The business also acts as an incubator for new, local small companies and balances that with reputable companies that use wholesome ingredients, are socially conscious, environmentally responsible and economically sustainable.

Fruit-and-nut muffins at Grassroots are made daily from an original recipe.

The Punis spend a lot of time sharing information with customers, giving personalized advice and listening to people’s ailments and concerns. One regular visitor, Rosalyn Kahn, called Meir a “local shaman.” Kahn said there’s a unique human touch to the store, not to mention other intangibles that mass merchandisers can’t match.

“You might pay a little more, but there is no other burrito that I have ever had that tastes as good as the one that I have had here,” Kahn said. “It’s good, good stuff.”

All of this was put in jeopardy on the eve of Yom Kippur in 2007 when a fire destroyed seven businesses in the shopping center, shutting down Grassroots for 14 months while it was rebuilt and the business started over.

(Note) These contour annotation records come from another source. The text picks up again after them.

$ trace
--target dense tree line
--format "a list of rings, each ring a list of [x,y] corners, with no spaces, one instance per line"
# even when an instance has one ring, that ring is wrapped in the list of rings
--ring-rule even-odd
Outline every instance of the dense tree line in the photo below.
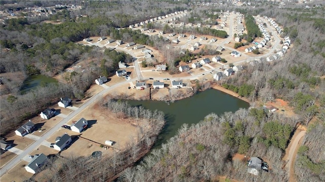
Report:
[[[246,15],[245,16],[245,24],[248,35],[247,39],[247,42],[251,42],[255,38],[262,36],[262,33],[259,31],[259,28],[255,22],[255,19],[252,15]]]
[[[139,165],[126,169],[119,179],[199,181],[224,175],[243,181],[285,181],[287,175],[281,162],[283,152],[279,147],[285,147],[297,121],[277,115],[267,118],[265,114],[261,119],[254,113],[240,109],[220,116],[211,114],[199,124],[184,124],[176,136],[153,150]],[[276,147],[277,139],[272,138],[282,138],[275,134],[281,133],[287,127],[282,142],[285,146]],[[261,136],[272,140],[271,144],[266,145],[259,139]],[[232,160],[232,156],[240,151],[248,157],[258,156],[268,160],[272,169],[257,176],[251,175],[247,171],[247,160]]]

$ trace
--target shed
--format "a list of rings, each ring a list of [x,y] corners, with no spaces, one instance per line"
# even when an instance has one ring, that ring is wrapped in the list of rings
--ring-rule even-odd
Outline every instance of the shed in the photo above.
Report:
[[[112,141],[112,140],[106,140],[105,141],[105,144],[112,146],[113,144],[114,144],[114,143],[115,143],[115,142],[114,141]]]

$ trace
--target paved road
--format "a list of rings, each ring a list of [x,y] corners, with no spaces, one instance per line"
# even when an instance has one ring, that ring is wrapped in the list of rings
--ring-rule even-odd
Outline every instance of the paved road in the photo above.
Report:
[[[90,98],[87,102],[85,102],[85,103],[81,107],[80,107],[78,110],[73,112],[71,114],[68,115],[67,118],[63,119],[61,121],[57,124],[55,126],[53,126],[48,132],[45,133],[42,136],[40,137],[39,139],[35,141],[35,142],[28,147],[22,152],[21,152],[20,154],[17,155],[10,162],[8,162],[6,165],[4,166],[4,167],[0,170],[0,176],[2,176],[4,174],[6,173],[10,169],[16,166],[21,160],[23,160],[24,157],[28,155],[29,154],[31,153],[31,152],[36,150],[41,144],[42,144],[42,143],[44,142],[44,141],[45,141],[47,138],[54,134],[55,132],[58,130],[62,125],[67,124],[67,123],[68,123],[69,121],[72,119],[73,117],[79,114],[89,105],[95,102],[95,101],[96,101],[97,99],[102,98],[104,95],[106,94],[107,92],[109,92],[112,89],[113,89],[123,84],[124,84],[126,83],[134,82],[136,80],[136,79],[134,79],[127,81],[124,81],[123,82],[119,83],[116,85],[114,85],[102,91],[101,92],[91,97],[91,98]]]
[[[306,131],[302,130],[299,132],[299,133],[297,135],[294,141],[291,141],[292,145],[289,149],[289,158],[288,165],[286,165],[288,175],[289,176],[289,182],[294,182],[296,180],[295,179],[295,174],[294,170],[294,162],[296,156],[297,155],[297,152],[298,151],[299,148],[299,141],[303,139],[303,137],[305,136],[306,134]],[[289,144],[290,145],[290,144]]]

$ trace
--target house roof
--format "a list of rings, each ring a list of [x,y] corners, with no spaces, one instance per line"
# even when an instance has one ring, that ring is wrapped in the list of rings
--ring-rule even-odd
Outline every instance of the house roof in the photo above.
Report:
[[[53,114],[55,112],[55,110],[54,110],[54,108],[48,108],[45,110],[43,111],[43,112],[42,112],[42,113],[43,113],[43,114],[44,114],[46,116],[51,116],[51,115]]]
[[[250,168],[254,168],[257,170],[261,169],[262,165],[262,160],[257,157],[252,157],[250,158],[250,163],[248,166]]]
[[[172,81],[172,85],[183,85],[183,81]]]
[[[106,77],[102,77],[97,79],[99,80],[101,80],[103,82],[106,82],[107,81],[107,78]]]
[[[136,87],[141,87],[146,85],[146,82],[137,82],[136,83]]]
[[[34,171],[40,167],[40,165],[46,161],[47,157],[42,153],[34,156],[34,158],[26,166],[28,166]]]
[[[62,103],[63,103],[64,105],[66,104],[69,104],[69,102],[70,102],[70,99],[69,99],[69,97],[66,97],[63,98],[62,98],[61,100],[60,100],[60,102],[62,102]]]
[[[57,141],[58,139],[58,141],[56,141],[55,144],[57,145],[57,147],[61,148],[61,147],[65,144],[67,141],[70,139],[71,138],[71,137],[70,137],[70,136],[69,136],[68,134],[64,133],[63,134],[63,135],[61,136],[61,137],[56,138],[55,141]]]
[[[232,52],[232,54],[235,54],[235,55],[239,55],[240,53],[239,52],[238,52],[237,51],[233,51]]]
[[[152,83],[152,85],[153,86],[161,86],[161,85],[165,85],[165,84],[164,83],[164,82],[153,82],[153,83]]]
[[[159,68],[160,69],[166,69],[166,64],[157,64],[156,65],[157,68]]]
[[[85,123],[87,123],[87,120],[86,120],[85,119],[82,118],[80,119],[78,121],[76,122],[76,123],[75,123],[75,124],[73,125],[72,126],[75,126],[77,128],[80,128],[83,125],[84,125]]]

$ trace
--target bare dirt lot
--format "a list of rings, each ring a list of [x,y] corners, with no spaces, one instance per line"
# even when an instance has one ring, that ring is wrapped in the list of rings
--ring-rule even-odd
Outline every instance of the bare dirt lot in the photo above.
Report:
[[[6,151],[5,153],[1,155],[1,167],[7,164],[9,161],[15,157],[17,155],[15,153],[10,152],[9,151]]]
[[[0,180],[1,181],[23,181],[28,179],[32,176],[33,174],[27,172],[25,168],[23,167],[28,163],[27,162],[22,161],[1,176]]]

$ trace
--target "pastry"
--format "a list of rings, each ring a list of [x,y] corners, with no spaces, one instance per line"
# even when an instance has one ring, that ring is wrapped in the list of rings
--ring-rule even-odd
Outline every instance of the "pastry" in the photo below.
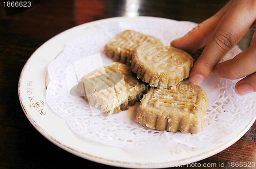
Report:
[[[129,67],[118,62],[84,75],[77,89],[91,105],[105,114],[118,112],[134,105],[146,90],[146,84],[137,78]]]
[[[146,44],[137,48],[131,63],[138,78],[152,87],[162,89],[174,86],[188,77],[193,59],[172,46]]]
[[[140,45],[145,43],[162,46],[160,40],[150,35],[126,30],[117,35],[104,48],[106,56],[115,62],[130,66],[130,61],[135,51]]]
[[[136,121],[150,129],[198,133],[204,126],[206,102],[198,86],[181,82],[169,89],[152,88],[141,99]]]

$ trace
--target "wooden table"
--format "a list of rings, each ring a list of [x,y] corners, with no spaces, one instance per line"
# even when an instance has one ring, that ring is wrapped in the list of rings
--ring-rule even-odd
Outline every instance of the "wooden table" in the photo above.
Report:
[[[214,14],[227,1],[139,2],[140,5],[135,15],[200,23]],[[34,1],[33,5],[32,8],[11,16],[6,15],[12,14],[11,9],[6,13],[0,8],[0,168],[113,168],[74,155],[42,136],[23,112],[18,96],[18,82],[29,58],[55,35],[83,23],[134,13],[129,13],[125,1],[42,0]],[[243,49],[248,46],[250,35],[248,32],[240,43]],[[254,123],[233,145],[197,163],[225,162],[226,168],[228,162],[255,162],[255,131]]]

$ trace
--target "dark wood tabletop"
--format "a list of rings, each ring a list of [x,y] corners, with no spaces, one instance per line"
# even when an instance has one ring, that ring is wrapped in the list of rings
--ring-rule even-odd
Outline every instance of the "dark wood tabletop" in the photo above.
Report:
[[[214,15],[227,1],[38,0],[32,1],[30,8],[6,8],[5,10],[4,2],[7,1],[0,1],[0,168],[110,168],[114,167],[61,149],[29,122],[18,96],[19,75],[28,59],[48,40],[67,29],[127,15],[129,3],[139,5],[138,15],[200,23]],[[239,43],[243,50],[248,46],[251,36],[249,31]],[[224,168],[228,168],[228,162],[255,162],[255,131],[254,123],[234,144],[197,163],[225,162]]]

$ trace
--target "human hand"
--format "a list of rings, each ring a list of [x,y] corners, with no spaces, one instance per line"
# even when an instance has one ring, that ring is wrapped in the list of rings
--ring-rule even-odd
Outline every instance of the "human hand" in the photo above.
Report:
[[[250,29],[256,29],[256,0],[231,0],[215,15],[198,24],[184,37],[171,42],[185,50],[205,45],[189,77],[199,84],[211,72],[217,77],[230,79],[245,77],[235,86],[237,94],[256,91],[256,33],[250,46],[233,59],[219,63]]]

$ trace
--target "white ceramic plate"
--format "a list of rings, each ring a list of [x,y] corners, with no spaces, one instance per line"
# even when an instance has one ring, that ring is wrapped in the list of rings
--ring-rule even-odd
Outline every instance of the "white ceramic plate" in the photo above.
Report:
[[[47,66],[62,52],[67,42],[81,36],[91,35],[110,22],[156,19],[169,21],[149,17],[117,17],[96,21],[65,31],[37,49],[23,68],[18,85],[22,106],[34,127],[49,140],[71,153],[96,162],[131,168],[168,167],[196,162],[220,152],[240,139],[253,124],[256,117],[245,120],[237,130],[207,147],[193,148],[180,144],[129,150],[79,137],[47,105],[45,96]]]

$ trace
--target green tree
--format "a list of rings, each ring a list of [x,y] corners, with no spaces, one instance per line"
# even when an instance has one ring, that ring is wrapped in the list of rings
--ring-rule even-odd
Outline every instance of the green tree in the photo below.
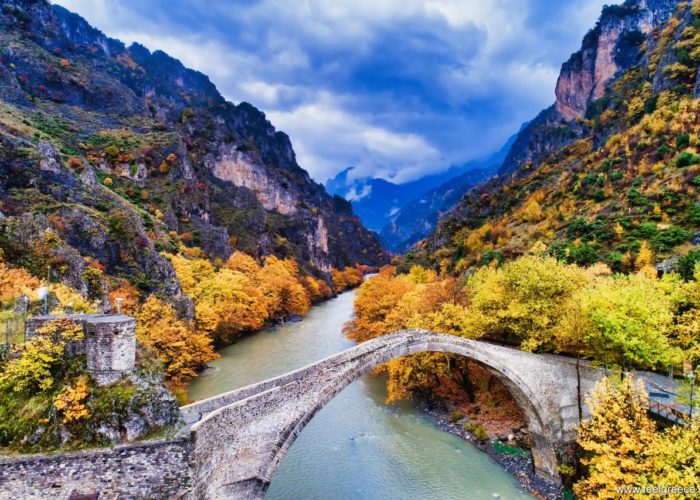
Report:
[[[673,278],[639,273],[598,280],[578,292],[588,355],[623,370],[679,362],[680,350],[670,340],[676,285]]]

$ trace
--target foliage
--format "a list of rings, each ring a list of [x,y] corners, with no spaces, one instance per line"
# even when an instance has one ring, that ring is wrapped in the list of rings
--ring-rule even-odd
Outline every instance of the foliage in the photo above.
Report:
[[[0,386],[14,392],[50,389],[60,378],[67,342],[82,338],[82,327],[70,319],[45,323],[36,336],[16,348],[17,353],[0,373]]]
[[[619,486],[637,485],[649,471],[645,453],[656,432],[647,415],[644,385],[626,377],[618,387],[600,381],[587,400],[591,418],[581,423],[578,444],[585,455],[583,479],[574,485],[579,498],[616,498]]]
[[[172,306],[149,296],[136,315],[136,338],[165,365],[165,376],[178,386],[217,357],[212,339],[177,317]]]
[[[90,417],[85,400],[90,395],[87,377],[80,377],[74,386],[61,391],[53,401],[54,407],[63,415],[63,422],[69,423]]]
[[[553,347],[574,292],[587,282],[582,269],[551,257],[527,255],[469,279],[472,336],[517,339],[526,350]]]
[[[581,290],[575,300],[587,351],[623,369],[678,363],[680,352],[669,339],[677,285],[673,277],[657,281],[639,273],[598,280]]]
[[[647,414],[641,381],[626,377],[615,387],[599,382],[591,394],[591,418],[578,433],[584,451],[579,498],[618,498],[620,486],[700,485],[700,421],[658,431]]]
[[[19,295],[31,295],[39,280],[21,267],[12,267],[0,255],[0,302],[8,302]]]

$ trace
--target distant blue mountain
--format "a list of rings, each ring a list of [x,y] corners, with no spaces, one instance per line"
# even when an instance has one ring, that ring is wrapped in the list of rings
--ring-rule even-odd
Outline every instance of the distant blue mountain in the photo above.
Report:
[[[326,191],[350,201],[353,211],[365,227],[379,232],[405,204],[477,166],[470,163],[462,167],[453,167],[441,174],[429,175],[405,184],[394,184],[384,179],[349,179],[354,168],[349,167],[326,181]]]
[[[389,250],[402,253],[431,233],[441,212],[498,171],[515,137],[485,160],[470,161],[406,184],[384,179],[350,179],[353,170],[350,167],[329,179],[326,190],[350,201],[363,224],[380,232]]]
[[[380,233],[384,246],[394,253],[403,253],[432,233],[441,213],[459,202],[474,186],[496,174],[516,136],[508,139],[508,142],[490,158],[481,162],[471,162],[471,168],[466,172],[427,190],[404,205],[391,217],[391,221]]]

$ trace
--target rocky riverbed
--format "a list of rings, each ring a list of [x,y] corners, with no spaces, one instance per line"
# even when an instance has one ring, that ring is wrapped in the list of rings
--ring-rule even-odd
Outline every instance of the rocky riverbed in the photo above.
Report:
[[[418,400],[417,406],[422,413],[431,417],[440,429],[469,441],[491,456],[506,471],[512,474],[518,480],[520,486],[528,493],[546,500],[560,500],[563,498],[560,485],[535,475],[531,457],[506,455],[500,453],[494,447],[492,441],[480,441],[473,432],[469,432],[464,428],[465,422],[463,420],[459,422],[450,421],[449,410],[441,401]]]

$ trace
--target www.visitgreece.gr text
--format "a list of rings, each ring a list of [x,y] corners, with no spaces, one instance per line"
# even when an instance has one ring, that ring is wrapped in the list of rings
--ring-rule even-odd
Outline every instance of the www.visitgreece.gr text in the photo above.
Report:
[[[700,493],[700,489],[695,486],[618,486],[617,492],[641,495],[674,495],[679,493],[695,495]]]

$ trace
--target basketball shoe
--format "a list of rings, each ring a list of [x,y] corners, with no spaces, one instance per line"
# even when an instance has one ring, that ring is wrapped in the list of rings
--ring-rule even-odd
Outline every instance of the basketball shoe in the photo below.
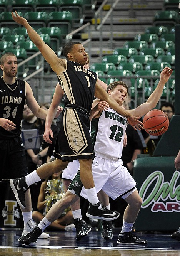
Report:
[[[101,234],[102,238],[105,240],[112,239],[114,236],[111,221],[103,221],[102,223],[103,230]]]
[[[22,234],[22,236],[26,236],[28,233],[30,233],[32,231],[36,225],[34,223],[33,219],[31,219],[26,223],[24,226],[24,229]],[[49,238],[50,236],[48,234],[43,232],[39,237],[39,239],[47,239]]]
[[[180,233],[178,232],[179,229],[175,232],[174,232],[170,236],[171,238],[180,241]]]
[[[25,177],[10,179],[9,183],[18,204],[23,209],[25,209],[25,193],[29,188],[26,183]]]
[[[18,241],[24,244],[29,244],[31,243],[36,243],[42,232],[41,229],[36,226],[31,232],[28,233],[25,236],[22,236],[19,237]]]
[[[92,228],[82,219],[75,219],[74,223],[76,229],[76,239],[79,241],[83,237],[87,236]]]
[[[131,244],[145,244],[147,243],[147,241],[138,237],[135,235],[133,234],[130,231],[126,233],[120,233],[118,236],[117,243]]]
[[[100,219],[103,221],[112,221],[118,218],[119,213],[107,209],[99,202],[96,204],[89,203],[86,216],[91,219]]]

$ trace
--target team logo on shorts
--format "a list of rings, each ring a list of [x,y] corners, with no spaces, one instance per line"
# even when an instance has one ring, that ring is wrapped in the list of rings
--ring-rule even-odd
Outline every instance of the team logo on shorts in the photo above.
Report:
[[[75,145],[78,145],[78,141],[77,140],[77,139],[76,139],[76,138],[75,138],[73,140],[73,141]]]
[[[74,187],[78,187],[80,186],[80,185],[79,185],[77,181],[75,180],[74,183],[72,184],[72,185]]]

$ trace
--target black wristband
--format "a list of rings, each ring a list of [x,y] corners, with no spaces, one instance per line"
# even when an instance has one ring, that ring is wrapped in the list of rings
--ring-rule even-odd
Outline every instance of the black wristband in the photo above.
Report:
[[[39,158],[39,159],[41,159],[42,158],[42,157],[41,156],[40,154],[38,154],[37,155],[37,157]]]

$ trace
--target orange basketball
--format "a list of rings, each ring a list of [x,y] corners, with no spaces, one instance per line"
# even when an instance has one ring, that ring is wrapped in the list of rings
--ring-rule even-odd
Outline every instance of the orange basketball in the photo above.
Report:
[[[147,133],[154,136],[162,135],[169,127],[169,120],[163,111],[153,109],[148,112],[143,118],[143,126]]]

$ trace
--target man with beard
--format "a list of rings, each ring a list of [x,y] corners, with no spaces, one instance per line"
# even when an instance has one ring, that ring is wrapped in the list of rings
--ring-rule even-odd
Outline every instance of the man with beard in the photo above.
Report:
[[[23,142],[20,137],[21,121],[25,102],[37,117],[45,119],[47,111],[38,105],[30,85],[16,77],[18,70],[16,56],[7,52],[0,59],[3,75],[0,79],[0,180],[23,177],[28,173]],[[29,189],[25,195],[27,207],[21,210],[24,221],[23,234],[34,227],[32,219]],[[41,238],[48,238],[43,233]]]

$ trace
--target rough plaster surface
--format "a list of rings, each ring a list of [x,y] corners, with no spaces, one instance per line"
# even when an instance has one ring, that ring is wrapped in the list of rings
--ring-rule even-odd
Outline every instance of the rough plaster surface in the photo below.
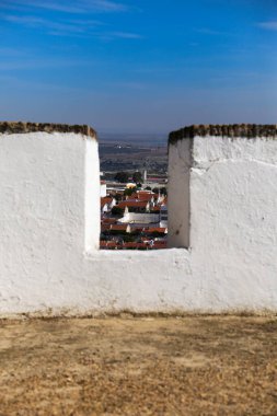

“I was raised never to give up,” Marla said. “You just don’t. … I’m a fighter. We had perseverance and we survived.” 

She called the outpouring of support from the community during that time “truly remarkable.” That’s when the Punis realized just how much of a loyal following they had cultivated over the years. 

“We are very appreciative and humbled, as we have put everything into this business. It’s like our baby,” Marla said. “This is our livelihood, our life and our lifestyle. We aren’t just health food store owners. We are like extended family to so many people.”